As Lewis Hamilton and co. head off for a well-earned break
, F1's electric cousins are gearing up for another action-packed eight months of all-electric racing.
Formula E's fourth season kicks off with two races in Hong Kong this weekend (Dec 2/3) where arch rivals
Sebastien Buemi and reigning champion Lucas di Grassi will lock horns once again.
Last year's championship went down to the wire, with di Grassi prevailing
at a drama-fueled final race weekend in Montreal in July.
Formula E is one of the fastest-growing sport series on the planet and has gained a reputation for staging street races with an electric atmosphere, mixing crashes
, wheel-to-wheel action with driver spats on and off the track.

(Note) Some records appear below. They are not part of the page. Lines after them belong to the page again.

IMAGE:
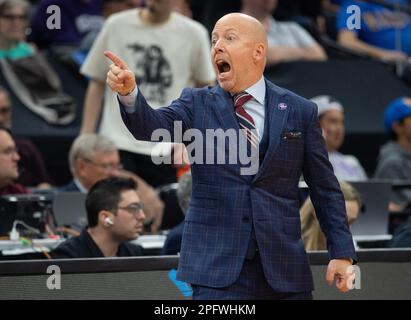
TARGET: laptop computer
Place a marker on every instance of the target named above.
(373, 219)
(27, 212)
(70, 209)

"You never know what's going to happen," Mahindra Racing driver Nick Heidfeld told CNN.
"After a few races you think you might know who's gonna win, but usually it's not the case."
Expect more of the same in season four.
Location, location, location ...
They are the sorts of destinations that you'd scribble down at the top of a round-the-world wish list: Paris, New York, London, Berlin, Buenos Aires, Marrakech, Mexico City and Montreal.
All have featured on the calendar during the first three years of Formula E and this season sees four more bucket-list cities added to the roster.
Chile's capital Santiago will host its first-ever ePrix in February as Formula E visits one of the world's countries that is helping fuel the electric car revolution.
Chile is currently the second biggest producer of lithium -- the rare earth metal that's used in car batteries -- in the world.
In March, Fomula E is off to the sprawling metropolis of São Paulo -- Brazil's biggest city. The ePrix will be a chance for 2014/15 Formula E champion Nelson Piquet Jr. and current champion Di Grassi to race in front of their home fans.
From there, the teams fly to Europe for what will be many drivers' and fans' highlight of season four -- a first trip to Rome.
Formula E will hit the streets of the Eternal City in April racing around the Esposizione Universale Roma district before heading to Zurich in June and a chance for Swiss-born Buemi to race on home turf.
Whatever happens on track the race will be a historic occasion, marking the first time in 63 years that Switzerland has hosted a motorsport event.
The country banned motor racing following the 1955 Le Mans 24-hour race tragedy when the Mercedes car of Pierre Levegh plowed into the crowd killing at least 83 spectators.